In any case, the valuable lesson for me was that unless you properly allocate the initial table size, you will be forced to suffer catastrophically slow resizes, even in C/C++. But what recourse do you have if your table crosses the rehash point between pruning? This also raises important questions about most open-addressing schemes’ need to periodically rehash to clear tombstone entries. Is it even possible to initially allocate a table under these schemes that will be able to balance insertions and deletions without either being incredibly wasteful or forcing a rehash? I suppose it depends deeply on your workload.
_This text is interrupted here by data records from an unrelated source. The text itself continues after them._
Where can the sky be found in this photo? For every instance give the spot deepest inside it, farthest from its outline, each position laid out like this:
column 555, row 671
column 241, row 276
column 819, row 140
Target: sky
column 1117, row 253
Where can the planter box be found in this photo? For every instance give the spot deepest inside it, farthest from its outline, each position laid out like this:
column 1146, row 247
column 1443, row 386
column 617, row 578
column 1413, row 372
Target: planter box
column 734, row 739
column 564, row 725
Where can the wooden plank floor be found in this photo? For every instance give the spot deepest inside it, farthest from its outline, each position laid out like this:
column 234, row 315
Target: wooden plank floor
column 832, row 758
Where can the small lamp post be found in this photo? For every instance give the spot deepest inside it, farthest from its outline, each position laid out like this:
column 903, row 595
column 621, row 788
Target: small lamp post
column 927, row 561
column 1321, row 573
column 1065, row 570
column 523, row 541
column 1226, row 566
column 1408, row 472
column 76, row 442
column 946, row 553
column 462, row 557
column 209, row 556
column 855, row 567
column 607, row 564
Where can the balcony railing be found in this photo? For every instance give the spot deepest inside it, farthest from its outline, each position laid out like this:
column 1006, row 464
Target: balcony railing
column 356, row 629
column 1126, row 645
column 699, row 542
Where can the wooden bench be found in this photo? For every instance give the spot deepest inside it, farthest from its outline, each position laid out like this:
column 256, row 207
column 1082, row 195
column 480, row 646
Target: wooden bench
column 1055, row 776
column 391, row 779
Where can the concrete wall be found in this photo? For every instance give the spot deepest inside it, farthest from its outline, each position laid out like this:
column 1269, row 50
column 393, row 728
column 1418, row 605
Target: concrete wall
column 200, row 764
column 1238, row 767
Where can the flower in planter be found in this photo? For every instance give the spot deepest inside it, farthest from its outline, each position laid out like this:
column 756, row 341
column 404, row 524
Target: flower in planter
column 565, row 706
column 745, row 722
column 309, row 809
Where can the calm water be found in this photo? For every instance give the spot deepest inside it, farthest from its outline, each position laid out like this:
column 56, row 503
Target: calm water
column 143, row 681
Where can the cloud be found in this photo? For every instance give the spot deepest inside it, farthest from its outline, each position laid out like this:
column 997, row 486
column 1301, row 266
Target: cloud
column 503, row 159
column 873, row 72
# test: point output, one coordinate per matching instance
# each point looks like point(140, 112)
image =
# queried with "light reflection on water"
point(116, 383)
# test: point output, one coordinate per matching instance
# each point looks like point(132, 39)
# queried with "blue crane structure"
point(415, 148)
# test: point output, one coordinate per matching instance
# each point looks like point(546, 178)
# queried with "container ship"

There are some promising proposals such as hopscotch hashing that are meant to accomodate very high load factors, but it remains to be seen if the algorithm is resilient to long periods of constant use and my particular workload. Another issue I foresee with open addressing is the concurrence of a pathological probing sequence with a hot key (my workload is append-heavy and highly variable from key to key). When combined, you could see meaningful but hard-to-diagnose dips in throughput, which is a worst-nightmare of sorts. The extra pointers needed for a chained hash table are looking more and more palatable if it provides better worst-case scenarios.

All this means that I’ll have to spend a great deal of time analyzing our traffic to solve for the correct size such that the deletions and insertions tally up correctly. I’ll also have to take into account maintaining an acceptable load factor if I use open addressing so that “standard” operational throughput doesn’t suffer either. This has wide-ranging implications for the garbage-collection/trimming algorithm I choose as well as the backing storage, but I’ll get into that in the next few posts.